On 2026/1/4 18:01, Amir Goldstein wrote:
[+fsdevel][+overlayfs]
On Sun, Jan 4, 2026 at 4:56 AM Gao Xiang <[email protected]> wrote:
Hi Amir,
On 2026/1/1 23:52, Amir Goldstein wrote:
On Wed, Dec 31, 2025 at 9:42 PM Gao Xiang <[email protected]> wrote:
Previously, commit d53cd891f0e4 ("erofs: limit the level of fs stacking
for file-backed mounts") bumped `s_stack_depth` by one to avoid kernel
stack overflow, but it breaks composefs mounts, which need erofs+ovl^2
sometimes (and such setups are already used in production for quite long
time) since `s_stack_depth` can be 3 (i.e., FILESYSTEM_MAX_STACK_DEPTH
needs to change from 2 to 3).
After a long discussion on GitHub issues [1] about possible solutions,
it seems there is no need to support nesting file-backed mounts as one
conclusion (especially when increasing FILESYSTEM_MAX_STACK_DEPTH to 3).
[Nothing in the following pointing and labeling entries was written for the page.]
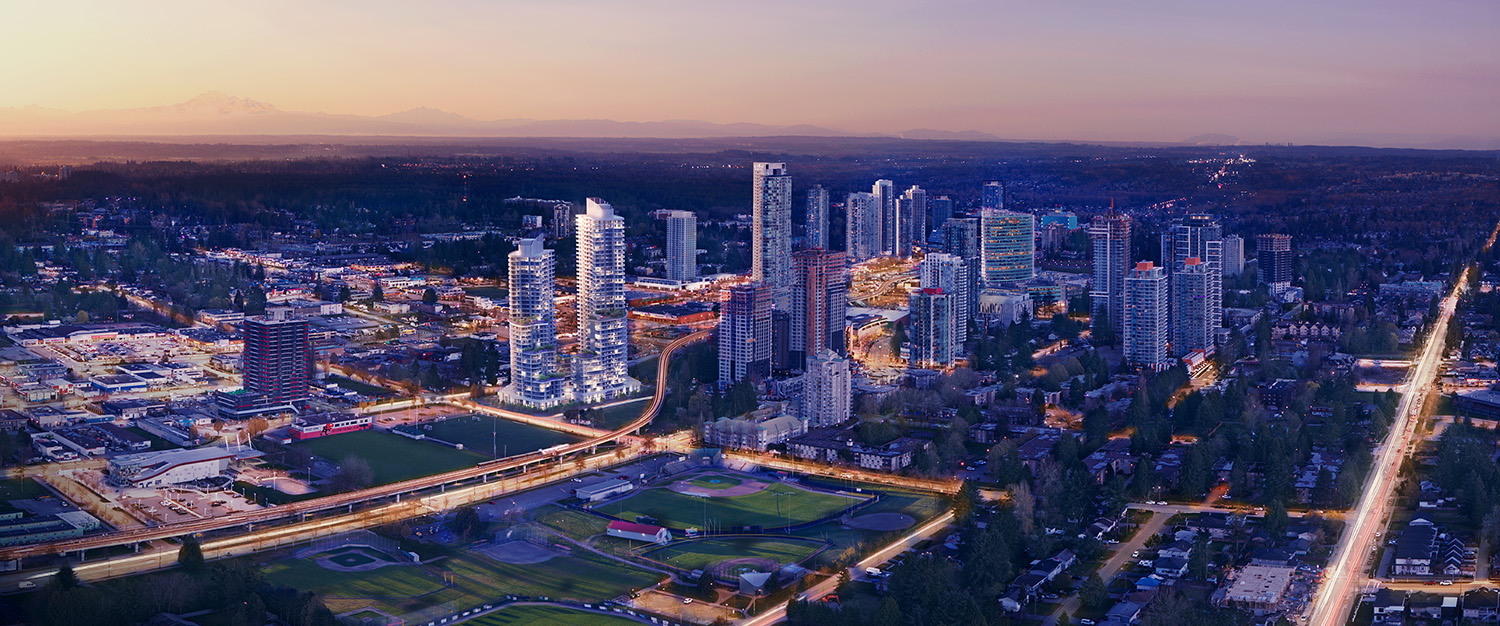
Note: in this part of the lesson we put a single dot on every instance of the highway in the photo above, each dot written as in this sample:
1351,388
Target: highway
251,518
1347,574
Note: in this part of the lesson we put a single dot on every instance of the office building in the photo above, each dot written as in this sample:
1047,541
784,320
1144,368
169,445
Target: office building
681,245
884,192
912,219
992,195
1233,255
863,228
930,320
276,367
1061,218
1274,260
1110,237
1193,322
1199,236
939,209
744,332
534,379
1008,246
816,216
600,365
818,305
561,219
827,391
962,239
951,275
771,260
1146,317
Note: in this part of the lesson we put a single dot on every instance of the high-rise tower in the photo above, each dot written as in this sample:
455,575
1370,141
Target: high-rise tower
744,332
1110,237
1008,243
1146,317
534,380
818,305
681,245
276,367
863,233
1274,260
951,275
884,192
912,216
600,367
1193,325
818,216
771,258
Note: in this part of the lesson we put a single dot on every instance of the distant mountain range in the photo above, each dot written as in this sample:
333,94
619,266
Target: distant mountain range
219,114
215,113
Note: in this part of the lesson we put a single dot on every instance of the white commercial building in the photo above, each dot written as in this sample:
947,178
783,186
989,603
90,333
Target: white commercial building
170,467
827,391
1146,317
681,245
771,224
534,379
600,367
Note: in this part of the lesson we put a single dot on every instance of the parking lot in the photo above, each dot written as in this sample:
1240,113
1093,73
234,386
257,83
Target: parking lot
168,506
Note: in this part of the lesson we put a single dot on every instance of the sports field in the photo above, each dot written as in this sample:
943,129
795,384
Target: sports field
548,616
401,589
486,433
392,457
762,508
582,577
702,553
714,482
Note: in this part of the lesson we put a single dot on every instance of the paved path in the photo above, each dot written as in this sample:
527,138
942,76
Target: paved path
1116,562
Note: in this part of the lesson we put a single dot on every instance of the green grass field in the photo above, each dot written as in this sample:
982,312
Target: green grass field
702,553
21,490
393,457
572,523
714,482
548,616
503,436
477,580
582,577
359,386
761,508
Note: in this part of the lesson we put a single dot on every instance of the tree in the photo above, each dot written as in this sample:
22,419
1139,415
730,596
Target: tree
705,586
65,578
1092,593
354,473
191,556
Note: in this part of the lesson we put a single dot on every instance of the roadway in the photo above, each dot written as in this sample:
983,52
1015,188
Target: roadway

So let's disallow this right now, since there is always a way to use
loopback devices as a fallback.
Then, I started to wonder about an alternative EROFS quick fix to
address the composefs mounts directly for this cycle: since EROFS is the
only fs to support file-backed mounts and other stacked fses will just
bump up `FILESYSTEM_MAX_STACK_DEPTH`, just check that `s_stack_depth`
!= 0 and the backing inode is not from EROFS instead.
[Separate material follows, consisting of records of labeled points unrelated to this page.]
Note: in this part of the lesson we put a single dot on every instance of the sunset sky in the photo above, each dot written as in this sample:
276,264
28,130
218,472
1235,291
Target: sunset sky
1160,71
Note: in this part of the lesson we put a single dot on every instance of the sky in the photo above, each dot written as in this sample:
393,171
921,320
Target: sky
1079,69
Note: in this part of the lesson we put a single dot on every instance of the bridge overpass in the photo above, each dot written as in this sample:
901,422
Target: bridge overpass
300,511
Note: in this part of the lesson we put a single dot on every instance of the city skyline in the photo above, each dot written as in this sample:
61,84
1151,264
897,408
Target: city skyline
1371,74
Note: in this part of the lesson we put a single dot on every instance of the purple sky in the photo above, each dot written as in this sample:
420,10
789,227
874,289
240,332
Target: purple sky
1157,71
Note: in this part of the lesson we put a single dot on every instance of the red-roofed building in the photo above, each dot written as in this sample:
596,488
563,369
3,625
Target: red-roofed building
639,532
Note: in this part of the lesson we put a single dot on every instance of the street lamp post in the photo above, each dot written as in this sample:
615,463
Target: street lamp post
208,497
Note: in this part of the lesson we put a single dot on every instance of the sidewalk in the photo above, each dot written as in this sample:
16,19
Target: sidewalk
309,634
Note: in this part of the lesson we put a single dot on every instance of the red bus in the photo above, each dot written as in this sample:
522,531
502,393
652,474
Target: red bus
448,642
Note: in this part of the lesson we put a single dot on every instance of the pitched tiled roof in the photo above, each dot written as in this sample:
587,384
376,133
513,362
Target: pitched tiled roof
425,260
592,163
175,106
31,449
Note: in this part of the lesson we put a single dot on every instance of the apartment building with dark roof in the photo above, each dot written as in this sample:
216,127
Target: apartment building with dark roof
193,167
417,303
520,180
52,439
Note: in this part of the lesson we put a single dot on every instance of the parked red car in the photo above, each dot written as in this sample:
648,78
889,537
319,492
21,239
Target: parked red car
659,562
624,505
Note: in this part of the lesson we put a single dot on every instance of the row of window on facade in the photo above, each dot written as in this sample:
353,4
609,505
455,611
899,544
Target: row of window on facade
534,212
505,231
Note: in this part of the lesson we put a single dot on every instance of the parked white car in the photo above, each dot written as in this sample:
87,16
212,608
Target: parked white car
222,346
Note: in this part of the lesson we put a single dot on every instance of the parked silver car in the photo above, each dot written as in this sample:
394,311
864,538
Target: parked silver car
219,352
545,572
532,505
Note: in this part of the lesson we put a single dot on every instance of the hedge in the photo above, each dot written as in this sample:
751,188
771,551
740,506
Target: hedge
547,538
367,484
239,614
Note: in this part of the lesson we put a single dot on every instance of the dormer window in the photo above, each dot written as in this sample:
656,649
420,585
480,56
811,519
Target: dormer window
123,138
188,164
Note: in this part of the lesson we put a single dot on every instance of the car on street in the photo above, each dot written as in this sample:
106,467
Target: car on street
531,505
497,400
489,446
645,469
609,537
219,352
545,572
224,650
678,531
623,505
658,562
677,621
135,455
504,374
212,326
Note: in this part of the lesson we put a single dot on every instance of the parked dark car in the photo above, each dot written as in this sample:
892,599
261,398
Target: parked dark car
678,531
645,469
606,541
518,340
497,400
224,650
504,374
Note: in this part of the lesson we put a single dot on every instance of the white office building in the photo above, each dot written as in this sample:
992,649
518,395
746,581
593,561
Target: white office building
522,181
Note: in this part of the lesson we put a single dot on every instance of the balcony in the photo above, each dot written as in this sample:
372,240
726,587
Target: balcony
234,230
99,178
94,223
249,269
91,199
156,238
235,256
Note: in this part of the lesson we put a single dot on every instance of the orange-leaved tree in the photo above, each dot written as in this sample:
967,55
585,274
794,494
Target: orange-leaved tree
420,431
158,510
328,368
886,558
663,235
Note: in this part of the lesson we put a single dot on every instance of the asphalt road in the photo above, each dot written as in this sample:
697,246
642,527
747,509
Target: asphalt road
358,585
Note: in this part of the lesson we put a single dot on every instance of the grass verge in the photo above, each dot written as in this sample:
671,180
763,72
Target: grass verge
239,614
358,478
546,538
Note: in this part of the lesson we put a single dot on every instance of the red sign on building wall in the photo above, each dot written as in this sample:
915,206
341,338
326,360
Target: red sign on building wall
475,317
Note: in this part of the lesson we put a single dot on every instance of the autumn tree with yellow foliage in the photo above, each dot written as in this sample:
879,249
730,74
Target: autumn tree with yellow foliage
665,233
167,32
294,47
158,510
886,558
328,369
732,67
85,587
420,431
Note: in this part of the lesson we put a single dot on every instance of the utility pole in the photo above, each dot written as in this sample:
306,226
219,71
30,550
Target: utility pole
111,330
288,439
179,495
At least it works for all known file-backed mount use cases (composefs,
containerd, and Android APEX for some Android vendors), and the fix is
self-contained.
Let's defer increasing FILESYSTEM_MAX_STACK_DEPTH for now.
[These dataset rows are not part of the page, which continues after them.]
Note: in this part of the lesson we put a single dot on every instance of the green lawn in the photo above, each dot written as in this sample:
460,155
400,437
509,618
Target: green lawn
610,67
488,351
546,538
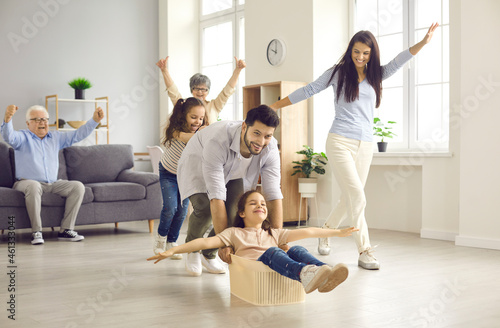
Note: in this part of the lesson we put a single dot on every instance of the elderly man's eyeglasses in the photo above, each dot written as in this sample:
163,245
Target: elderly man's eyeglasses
40,119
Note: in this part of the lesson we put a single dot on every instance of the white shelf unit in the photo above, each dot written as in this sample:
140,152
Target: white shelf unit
97,101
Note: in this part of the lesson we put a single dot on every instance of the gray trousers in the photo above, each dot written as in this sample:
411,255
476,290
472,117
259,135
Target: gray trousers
201,217
33,190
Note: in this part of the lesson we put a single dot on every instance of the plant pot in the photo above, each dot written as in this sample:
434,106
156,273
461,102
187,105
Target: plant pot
382,146
79,93
308,187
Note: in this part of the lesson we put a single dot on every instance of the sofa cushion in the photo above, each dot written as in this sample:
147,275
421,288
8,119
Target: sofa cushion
99,163
7,173
117,191
11,197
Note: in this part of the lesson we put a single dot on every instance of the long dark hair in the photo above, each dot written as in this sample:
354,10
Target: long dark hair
238,220
177,121
348,84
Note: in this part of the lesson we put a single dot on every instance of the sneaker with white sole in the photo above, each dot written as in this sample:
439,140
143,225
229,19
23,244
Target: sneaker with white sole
37,238
175,256
69,235
193,264
312,276
367,260
159,244
213,265
338,274
324,246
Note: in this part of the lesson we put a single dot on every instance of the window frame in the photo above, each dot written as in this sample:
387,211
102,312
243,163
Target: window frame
410,111
233,15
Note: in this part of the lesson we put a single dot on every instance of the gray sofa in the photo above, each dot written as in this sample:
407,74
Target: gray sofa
114,192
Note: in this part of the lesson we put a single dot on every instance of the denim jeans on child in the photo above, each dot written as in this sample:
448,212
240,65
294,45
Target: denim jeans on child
289,264
173,212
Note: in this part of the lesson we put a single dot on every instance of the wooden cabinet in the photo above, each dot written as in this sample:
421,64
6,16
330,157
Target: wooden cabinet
292,134
102,128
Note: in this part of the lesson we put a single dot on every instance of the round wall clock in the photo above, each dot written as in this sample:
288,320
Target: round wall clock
276,52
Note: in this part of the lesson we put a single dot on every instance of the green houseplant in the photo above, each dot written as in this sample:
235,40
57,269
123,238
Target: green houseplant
312,162
80,84
383,131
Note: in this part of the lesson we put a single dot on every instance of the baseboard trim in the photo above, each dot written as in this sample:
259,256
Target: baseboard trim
478,242
439,235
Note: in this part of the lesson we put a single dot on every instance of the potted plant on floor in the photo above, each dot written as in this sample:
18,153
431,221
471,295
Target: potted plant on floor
382,131
80,84
313,162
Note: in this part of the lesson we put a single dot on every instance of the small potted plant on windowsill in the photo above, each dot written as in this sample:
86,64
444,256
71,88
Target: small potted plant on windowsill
80,84
382,131
313,162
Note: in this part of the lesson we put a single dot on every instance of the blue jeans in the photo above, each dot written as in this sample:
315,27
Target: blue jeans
289,264
173,212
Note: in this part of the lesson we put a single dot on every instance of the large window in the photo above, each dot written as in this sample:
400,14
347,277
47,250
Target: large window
417,97
222,39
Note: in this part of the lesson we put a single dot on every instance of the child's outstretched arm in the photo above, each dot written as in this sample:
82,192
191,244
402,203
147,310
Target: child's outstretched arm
192,246
304,233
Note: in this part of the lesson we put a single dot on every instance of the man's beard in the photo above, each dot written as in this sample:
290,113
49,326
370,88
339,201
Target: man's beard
245,140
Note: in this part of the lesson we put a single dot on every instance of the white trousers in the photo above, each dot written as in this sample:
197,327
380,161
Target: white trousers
33,190
350,161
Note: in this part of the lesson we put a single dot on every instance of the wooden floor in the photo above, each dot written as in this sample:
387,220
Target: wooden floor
105,281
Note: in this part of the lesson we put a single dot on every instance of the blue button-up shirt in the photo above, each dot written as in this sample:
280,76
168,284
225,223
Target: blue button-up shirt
38,159
212,158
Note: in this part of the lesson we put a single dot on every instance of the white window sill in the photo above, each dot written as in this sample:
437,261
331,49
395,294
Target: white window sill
415,158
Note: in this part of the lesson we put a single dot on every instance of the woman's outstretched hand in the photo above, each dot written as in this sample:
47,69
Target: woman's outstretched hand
430,33
162,63
240,63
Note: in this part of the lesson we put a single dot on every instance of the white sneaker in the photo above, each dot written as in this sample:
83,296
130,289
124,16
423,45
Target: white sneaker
313,276
324,246
367,260
37,238
338,275
213,265
159,244
193,264
175,256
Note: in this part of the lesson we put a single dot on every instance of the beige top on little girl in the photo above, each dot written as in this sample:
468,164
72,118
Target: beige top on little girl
251,243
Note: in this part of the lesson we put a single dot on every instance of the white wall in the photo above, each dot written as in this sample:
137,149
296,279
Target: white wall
179,39
442,197
113,43
479,132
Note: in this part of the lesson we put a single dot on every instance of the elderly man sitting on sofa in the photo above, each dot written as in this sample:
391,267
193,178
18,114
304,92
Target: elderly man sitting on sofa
37,164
Fixes: d53cd891f0e4 ("erofs: limit the level of fs stacking for file-backed
mounts")
Closes: https://github.com/coreos/fedora-coreos-tracker/issues/2087 [1]
Closes:
https://lore.kernel.org/r/CAFHtUiYv4+=+JP_-JjARWjo6OwcvBj1wtYN=z0qxwcpec9s...@mail.gmail.com
Cc: Amir Goldstein <[email protected]>
Cc: Alexander Larsson <[email protected]>
Cc: Christian Brauner <[email protected]>
Cc: Miklos Szeredi <[email protected]>
Signed-off-by: Gao Xiang <[email protected]>
---
Acked-by: Amir Goldstein <[email protected]>
But you forgot to include details of the stack usage analysis you ran
with erofs+ovl^2 setup.
I am guessing people will want to see this information before relaxing
s_stack_depth in this case.
Sorry I didn't check emails these days, I'm not sure if posting
detailed stack traces are useful, how about adding the following
words:
Didn't mean detailed stack traces, but you did some tests with the
new possible setup and you reached stack usage < 8K so I think this is
The issue is that my limited stress test setup cannot cover
every cases:
- I cannot find a way to make direct reclaim reliably in the
deep memory allocation, is there some suggestion on this?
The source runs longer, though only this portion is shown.